November 2002
Document & Data Capture Software Guide
by Doug Henschen
Developments such as Web-based self-service, enterprise application integration and
inter-enterprise supply chain automation may be on the rise, but organizations have only begun to
eliminate paper-based information from their day-to-day operations. Against this backdrop, better,
faster and more affordable document imaging technologies are making it ever easier to transform
documents into easily accessible electronic content.

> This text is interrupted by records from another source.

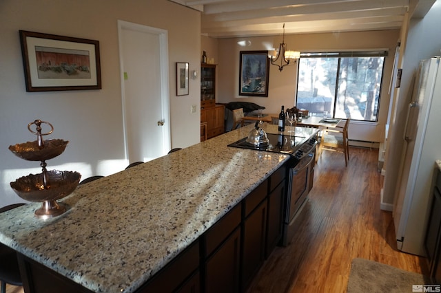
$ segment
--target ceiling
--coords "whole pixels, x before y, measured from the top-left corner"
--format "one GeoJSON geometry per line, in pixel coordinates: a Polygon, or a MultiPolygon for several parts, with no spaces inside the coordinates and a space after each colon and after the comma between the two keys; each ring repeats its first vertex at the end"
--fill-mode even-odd
{"type": "Polygon", "coordinates": [[[201,34],[232,38],[400,29],[435,0],[170,0],[201,12],[201,34]]]}

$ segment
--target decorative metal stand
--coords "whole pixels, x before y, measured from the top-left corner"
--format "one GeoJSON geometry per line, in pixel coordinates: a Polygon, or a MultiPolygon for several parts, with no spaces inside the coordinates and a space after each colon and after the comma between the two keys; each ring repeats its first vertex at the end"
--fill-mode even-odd
{"type": "Polygon", "coordinates": [[[42,202],[41,207],[35,210],[39,218],[48,219],[63,214],[66,208],[57,202],[72,193],[79,183],[81,175],[78,172],[48,171],[46,160],[61,155],[69,141],[48,140],[44,141],[43,135],[54,131],[54,127],[49,122],[36,120],[28,124],[28,129],[37,135],[37,140],[10,146],[9,149],[18,157],[28,161],[40,161],[41,173],[21,177],[10,185],[14,191],[21,198],[30,202],[42,202]],[[50,126],[50,131],[41,133],[41,124],[50,126]],[[36,130],[31,129],[34,124],[36,130]]]}

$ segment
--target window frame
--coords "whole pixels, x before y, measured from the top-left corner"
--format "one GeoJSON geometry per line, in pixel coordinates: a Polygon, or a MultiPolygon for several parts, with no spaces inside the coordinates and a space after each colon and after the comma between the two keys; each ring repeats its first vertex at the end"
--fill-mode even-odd
{"type": "Polygon", "coordinates": [[[378,122],[378,113],[380,112],[380,105],[381,103],[381,95],[383,89],[383,81],[384,81],[384,65],[386,63],[386,57],[388,56],[388,50],[360,50],[360,51],[336,51],[336,52],[301,52],[300,57],[297,62],[297,83],[296,85],[296,107],[297,107],[298,98],[298,84],[299,84],[299,78],[300,74],[298,72],[300,71],[300,59],[302,58],[338,58],[338,65],[337,65],[337,73],[336,76],[336,87],[334,89],[334,101],[333,101],[333,108],[332,108],[332,117],[335,116],[336,113],[336,105],[337,102],[338,98],[338,83],[339,83],[339,77],[340,77],[340,64],[342,58],[349,57],[349,58],[354,58],[354,57],[382,57],[384,58],[382,68],[381,72],[381,79],[380,83],[380,89],[378,89],[378,101],[377,105],[377,111],[375,116],[375,120],[359,120],[351,118],[351,120],[357,121],[361,123],[376,123],[378,122]]]}

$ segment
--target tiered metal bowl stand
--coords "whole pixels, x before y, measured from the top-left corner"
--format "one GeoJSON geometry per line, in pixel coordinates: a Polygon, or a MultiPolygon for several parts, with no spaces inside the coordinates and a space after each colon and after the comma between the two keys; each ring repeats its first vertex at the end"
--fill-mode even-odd
{"type": "Polygon", "coordinates": [[[63,140],[43,140],[43,135],[52,133],[54,127],[49,122],[36,120],[28,124],[28,129],[37,135],[37,140],[10,146],[9,149],[21,159],[40,161],[41,173],[21,177],[10,186],[23,199],[42,202],[41,207],[35,210],[38,218],[48,219],[60,215],[66,211],[66,206],[57,200],[72,193],[79,183],[81,175],[74,171],[48,171],[46,160],[52,159],[64,151],[69,141],[63,140]],[[42,133],[42,124],[50,127],[50,131],[42,133]],[[35,125],[35,130],[31,129],[35,125]]]}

Document imaging is the technology of choice for tackling mission-critical transactional
challenges such as expediting account or loan applications, fulfilling orders, processing claims,
reconciling accounts payables and supporting customer service. In many cases, regulations and/or
best practices all but demand imaging to ensure accessibility and/or preservation of records related
to pharmaceutical trials, medical histories, financial transactions, land deals and as underscored
in recent headlines corporate accounting.
Even casual ad hoc document imaging applications deliver tremendous value. Product design teams,
architects, engineers, lawyers, government agencies and law enforcement authorities are among those
who now instantly share electronic images rather than wait for paper originals or copies (that is,
if the originals can be found).
Capturing Documents
Those scanning large volumes of documents generally want to either capture the document or
capture the data off the document. Sometimes they want to do both. Document capture is about
scanning, indexing and storing document images to a back-end document/ content management system
from which they can be retrieved. Increasingly, management systems are integrated enterprisewide, so
you can pull up images (and other content) through portals, self-service Web sites, ERP systems,
accounting systems and CRM systems as well as from the document/content management system
itself.
The goal of document capture is to be able to access important records in an instant, and the
means of retrieving is the index information (or image metadata). The depth of indexing varies from
just a few fields (name, date and account number, for example) to a full-text index of everything on
the page. Indexing can be done at the batch or document level, and the index values can be entered
manually (with "key-from-image" entry) or with the assistance of recognition technologies such as
barcodes, optical character recognition (for machine print) and intelligent character recognition
(for hand print). The higher the volumes and the more consistent the documents, the more it makes
sense to employ recognition technologies. Depending upon the value and importance of finding
specific images, you can add human oversight steps to verify the accuracy of index values extracted
via OCR or ICR.
Capturing Data
Data capture, as it applies in document imaging, is all about extracting crucial data from
document images. In many cases the images can be deleted once the relevant data is validated. A
survey or a club membership application, for example, carries crucial data, but there may be little
value in storing an image of the original document. An insurance claim, on the other hand, would
likely be captured both as a document image and as the discrete data from that image.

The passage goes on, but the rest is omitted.